Column Editors’ note: For this Mining the Past article, column co-editor Christopher J. Phillips sketches a history of precision medicine. Though sometimes portrayed as a field with roots primarily in genetics, he describes the decisive historical role played by statisticians and data scientists, particularly a group of midcentury biostatisticians located at the National Institutes of Health.
Keywords: precision medicine, personalized medicine, biostatistics, genetics, history
The origins of precision medicine are not precisely known. That’s due in no small part to ongoing confusion about what precision medicine is. Confusion over the boundaries of a new scientific paradigm shouldn’t surprise anyone, but even the basic terminology isn’t clear in this case. What’s the relationship of precision medicine to personalized medicine? What distinction, if any, is being made with evidence-based medicine? Haven’t clinicians always striven to provide precise recommendations? As a systematic survey recently concluded, whether called precision medicine or personalized medicine, the phrase has come to refer to the way personal data and biomarkers—particularly genetic biomarkers—might be used to tailor treatments for individual patients (Schleidgen, Klingler, Bertram, Rogowski, & Marckmann, 2013). Nothing in this definition signals what’s new about precision medicine, however—genetic information and other patient data have long been used to advance medical research and improve treatments. Only by delving deeper into what precision medicine has meant over time might we understand what’s actually new about the age-old attempt to move from individual and seemingly idiosyncratic patient outcomes to generalizable knowledge about health and disease, and the crucial role statisticians have historically played in that process.
Despite the apparent breadth of the term, precision medicine’s contemporary proponents effectively have two visions in mind. The first is essentially an advancement of pharmacogenetics—the development of pharmaceuticals on the basis of genetic information. Pharmacogenetics itself is not new, and the broader desire to use genetic data to improve health outcomes has its own long history. Nineteenth-century pioneers in biometry and statistics—including Karl Pearson and Francis Galton—were deeply interested in the relationship of genetics and disease and in particular in promoting eugenical reforms to avoid the manifestation of ‘degeneration’ in diseases ranging from mental illness to cataracts.1 Others skeptical of orthodox eugenics’ emphasis on individual variation, like the biometrician Raymond Pearl at Johns Hopkins, still attempted to reveal and measure the interaction of “constitutional” and environmental factors in the distributions of disease (Comfort, 2012). Though surprisingly little-remembered today, Werner Kalow’s 1962 textbook Pharmacogenetics had already set out the program of linking therapeutic response to both the biochemistry of drug agents and to the role of genetics and evolution in shaping individual differences (Jones, 2013).

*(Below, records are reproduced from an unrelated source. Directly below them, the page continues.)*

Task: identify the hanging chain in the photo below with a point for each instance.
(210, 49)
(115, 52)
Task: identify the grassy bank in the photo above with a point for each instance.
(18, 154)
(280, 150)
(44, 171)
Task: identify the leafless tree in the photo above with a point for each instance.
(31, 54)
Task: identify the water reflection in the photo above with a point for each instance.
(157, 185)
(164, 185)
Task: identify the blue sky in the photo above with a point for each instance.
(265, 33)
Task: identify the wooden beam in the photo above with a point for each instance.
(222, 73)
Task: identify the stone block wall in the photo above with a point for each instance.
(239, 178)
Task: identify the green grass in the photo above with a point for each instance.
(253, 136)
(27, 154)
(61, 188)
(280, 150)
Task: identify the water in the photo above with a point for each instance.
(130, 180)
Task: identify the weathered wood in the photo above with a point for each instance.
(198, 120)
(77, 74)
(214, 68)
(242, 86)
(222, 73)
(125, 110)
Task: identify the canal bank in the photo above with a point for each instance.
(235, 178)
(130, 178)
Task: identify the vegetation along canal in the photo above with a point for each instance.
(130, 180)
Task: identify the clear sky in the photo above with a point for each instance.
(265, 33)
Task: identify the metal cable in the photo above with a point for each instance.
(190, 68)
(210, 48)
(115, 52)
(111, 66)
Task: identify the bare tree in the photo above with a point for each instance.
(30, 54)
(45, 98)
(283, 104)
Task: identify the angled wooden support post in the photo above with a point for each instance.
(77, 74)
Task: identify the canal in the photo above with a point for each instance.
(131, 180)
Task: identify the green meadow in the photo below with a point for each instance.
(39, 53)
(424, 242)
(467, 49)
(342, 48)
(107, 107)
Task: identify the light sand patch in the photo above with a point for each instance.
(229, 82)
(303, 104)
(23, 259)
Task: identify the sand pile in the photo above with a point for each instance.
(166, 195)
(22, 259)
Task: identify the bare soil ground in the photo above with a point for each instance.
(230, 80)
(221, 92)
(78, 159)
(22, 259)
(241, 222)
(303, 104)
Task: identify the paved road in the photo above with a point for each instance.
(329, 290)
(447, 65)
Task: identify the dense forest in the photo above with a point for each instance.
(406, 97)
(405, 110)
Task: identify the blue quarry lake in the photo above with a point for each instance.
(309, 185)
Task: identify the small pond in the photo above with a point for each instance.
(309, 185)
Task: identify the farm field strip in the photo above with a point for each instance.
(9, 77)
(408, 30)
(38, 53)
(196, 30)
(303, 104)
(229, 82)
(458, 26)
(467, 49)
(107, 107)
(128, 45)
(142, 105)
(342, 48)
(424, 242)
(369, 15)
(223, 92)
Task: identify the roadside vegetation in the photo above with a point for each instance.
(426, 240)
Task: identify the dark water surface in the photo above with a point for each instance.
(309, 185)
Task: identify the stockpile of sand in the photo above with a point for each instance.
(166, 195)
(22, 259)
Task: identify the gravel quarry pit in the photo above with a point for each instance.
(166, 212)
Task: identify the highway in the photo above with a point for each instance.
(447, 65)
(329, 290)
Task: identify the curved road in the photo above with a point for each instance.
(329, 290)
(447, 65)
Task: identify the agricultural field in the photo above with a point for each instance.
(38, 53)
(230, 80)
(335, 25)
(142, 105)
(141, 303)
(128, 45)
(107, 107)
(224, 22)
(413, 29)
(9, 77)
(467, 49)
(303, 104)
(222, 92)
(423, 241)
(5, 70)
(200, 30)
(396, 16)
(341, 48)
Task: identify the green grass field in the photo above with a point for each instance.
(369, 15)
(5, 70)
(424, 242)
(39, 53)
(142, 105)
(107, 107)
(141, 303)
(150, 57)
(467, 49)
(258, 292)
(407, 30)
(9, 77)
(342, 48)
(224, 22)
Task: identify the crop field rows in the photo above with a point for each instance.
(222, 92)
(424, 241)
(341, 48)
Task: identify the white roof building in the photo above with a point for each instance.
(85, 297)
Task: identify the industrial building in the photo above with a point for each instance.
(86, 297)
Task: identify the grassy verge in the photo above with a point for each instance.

Precision medicine’s proponents essentially coopted pharmacogenetics after the successful conclusion of the Human Genome Project around the turn of the century. Subsequent investments of the National Institutes of Health (NIH) under Francis S. Collins attempted to capitalize on this new knowledge to transform genetic medicine far beyond the study of well-known mutations and chromosomal anomalies (Collins & McKusick, 2001). Indeed, some of the new discoveries have been profound; a handful of successful high-profile drugs based on the genetics of cancer cells—for example, Herceptin (trastuzumab), Erbitux (cetuximab), and Gleevec (imatinib), among others—have given hope that over time our understanding of more diseases will be transformed (Hamburg & Collins, 2010; National Research Council, 2011). Just as the 19th-century bacteriologist Robert Koch’s postulation of a one-disease–one-organic-cause paradigm fit diseases like tuberculosis perfectly and others not at all, however, some diseases will likely be amenable to genetic approaches and others not so much.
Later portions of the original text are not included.